Nun gut zurück zur Überschrift. Kredit und Politik sind angeblich Vertrauenssache. Dieser Tage will man also erkannt haben, dass der Präsident überbewertet war, also das Vertrauen nicht mehr gegeben ist. Die in Rede stehende Position soll im Regelfall stets mit einer „Ersten Wahl“ besetzt sein, um also im Rating-Jargon zu bleiben, mit einer AAA-Figur. Jetzt wiederholt sich hier was wir schon im Verlauf der „Guthabenkrise“ lernen mussten, es werden Institutionen und offenbar falsche Werte viel zu hoch angesetzt, die dem Grunde nach längst Junk sind. Wobei die Korrekturen mal wieder viel zu spät kommen. In besagtem Fall hätte es diese AAA-Wertung natürlich auch nie geben dürfen, die war aber politisch gewollt und gekünstelt, wie so vieles rund um die Geldkrise auch. Nur am Rande sei erwähnt, dass bereits das Amt des Bundespräsidenten mit dieser Besetzung um einige Klassen abgewertet wurde. Man konnte also auf einen Gleichklang der Werte hoffen, ist aber ganz offensichtlich schiefgegangen.

Wie kommen wir jetzt aus dieser Präsidentenklemme wieder raus? Eines ist klar, an der Herabstufung, einem sogenannten Downgrade führt kein Weg vorbei. Dieses Präsidenten-Derivat war und ist völlig überbewertet und die jetzige Präsidentenkrise war vorhersehbar. Zu viele Warnsignale wurden wie immer einfach sträflich übersehen. Letzteres ist aber der gute Ton in der Berliner Politik. Die bange Frage ist natürlich, kann man ihn sukzessive herunterraten oder wird er gleich bis auf Junk-Status nach unten durchrauschen. Wie bei allen anderen Anlagen auch könnte man es mit einer Abschreibung auf realistisches Niveau versuchen, allerdings müsste man ihn dann vermutlich wieder in den Niedersächsischen Landtag oder sonst wo in die Provinz zurückbeordern. Hier scheinen sich die Gazetten und Rate-Anstalten der Nation noch nicht gänzlich einig zu sein. Müssen wir in diesem Zusammenhang noch ein Wulff’sches Rettungspaket von Merkels Gnaden auf den Weg bringen? Kann man ihn ggf. auch in Bad Bank noch zwischenlagern und auf eine Wiederauferstehung a la Guttenberg hoffen? Wird sich Wulff jemals rentieren oder wird er schlicht floppen, wie man in Finanzkreisen zu sagen pflegt.

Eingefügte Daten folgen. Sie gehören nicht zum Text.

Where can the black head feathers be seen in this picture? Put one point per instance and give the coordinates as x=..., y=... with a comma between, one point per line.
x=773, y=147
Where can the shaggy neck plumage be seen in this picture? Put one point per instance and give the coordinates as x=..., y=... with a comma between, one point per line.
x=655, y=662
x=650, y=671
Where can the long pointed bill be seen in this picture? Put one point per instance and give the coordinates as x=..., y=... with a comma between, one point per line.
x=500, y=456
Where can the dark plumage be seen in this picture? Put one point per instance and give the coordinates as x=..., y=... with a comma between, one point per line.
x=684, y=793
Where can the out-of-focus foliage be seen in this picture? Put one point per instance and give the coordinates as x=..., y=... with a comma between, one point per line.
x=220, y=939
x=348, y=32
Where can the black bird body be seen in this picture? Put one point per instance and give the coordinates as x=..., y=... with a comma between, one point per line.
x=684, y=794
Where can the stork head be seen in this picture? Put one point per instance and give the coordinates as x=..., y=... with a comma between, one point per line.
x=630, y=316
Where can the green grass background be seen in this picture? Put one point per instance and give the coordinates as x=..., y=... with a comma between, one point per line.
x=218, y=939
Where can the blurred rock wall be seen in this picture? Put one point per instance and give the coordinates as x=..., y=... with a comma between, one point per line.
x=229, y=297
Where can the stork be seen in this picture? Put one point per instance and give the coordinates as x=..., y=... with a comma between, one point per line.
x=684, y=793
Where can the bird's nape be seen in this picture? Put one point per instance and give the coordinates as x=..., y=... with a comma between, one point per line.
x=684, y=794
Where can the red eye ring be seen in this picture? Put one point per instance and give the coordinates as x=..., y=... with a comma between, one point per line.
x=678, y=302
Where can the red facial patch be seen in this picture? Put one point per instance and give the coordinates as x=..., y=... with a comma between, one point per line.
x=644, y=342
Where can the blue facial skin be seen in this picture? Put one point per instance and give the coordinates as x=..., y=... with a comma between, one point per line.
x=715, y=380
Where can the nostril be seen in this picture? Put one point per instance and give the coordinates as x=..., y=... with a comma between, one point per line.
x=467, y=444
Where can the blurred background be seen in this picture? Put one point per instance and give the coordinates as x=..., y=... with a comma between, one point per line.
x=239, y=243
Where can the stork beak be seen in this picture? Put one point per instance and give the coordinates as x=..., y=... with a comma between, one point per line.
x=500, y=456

Das schlimmste Szenario wird aber derzeit im Mainstream noch nicht beleuchtet. Die sogenannte Sogwirkung eines spontanen Downgradings. Sollte also Wulff „on the fly“ auf Junk-Status enden könnte dies am Ende die Merkel-Bonität deutlich in Mitleidenschaft ziehen und in ihrem Gefolge wiederum die gesamten C-Parteien mit in den Abgrund reißen. Eine grausige Vorstellung wenn aus diesem Anlass das gesamte Polit-System zu Berlin kollabieren sollte oder in der Folge alle dortigen Einheiten angesteckt würden und auf Ramsch-Niveau enden würden. Aus diesem Anlass, zur Rettung der Ehre und der Nation sollte man also eine andere Überlegung nicht aus den Augen verlieren. Eine dramatische Aufwertung der Position Wulff wäre die Lösung … sprich Wulff löst Herman van Rompuy als EU-Präsident ab und mimt den europäischen Übervater. Dann kann man diese kleinen, hier auf nationaler Ebene diskutierten Makel einfach ausblenden. Damit sollte das Vertrauen in die Politik wieder hergestellt sein und auch die politische Physik könnte abermals unter Beweis gestellt werden, dass ab einer gewissen Schwergewichtigkeit ein Fall generell nur noch nach oben erfolgen kann. Also dann, stoßen wir schon mal mit dem Protagonisten ein feines Prösterchen auf die Polit-Physik an.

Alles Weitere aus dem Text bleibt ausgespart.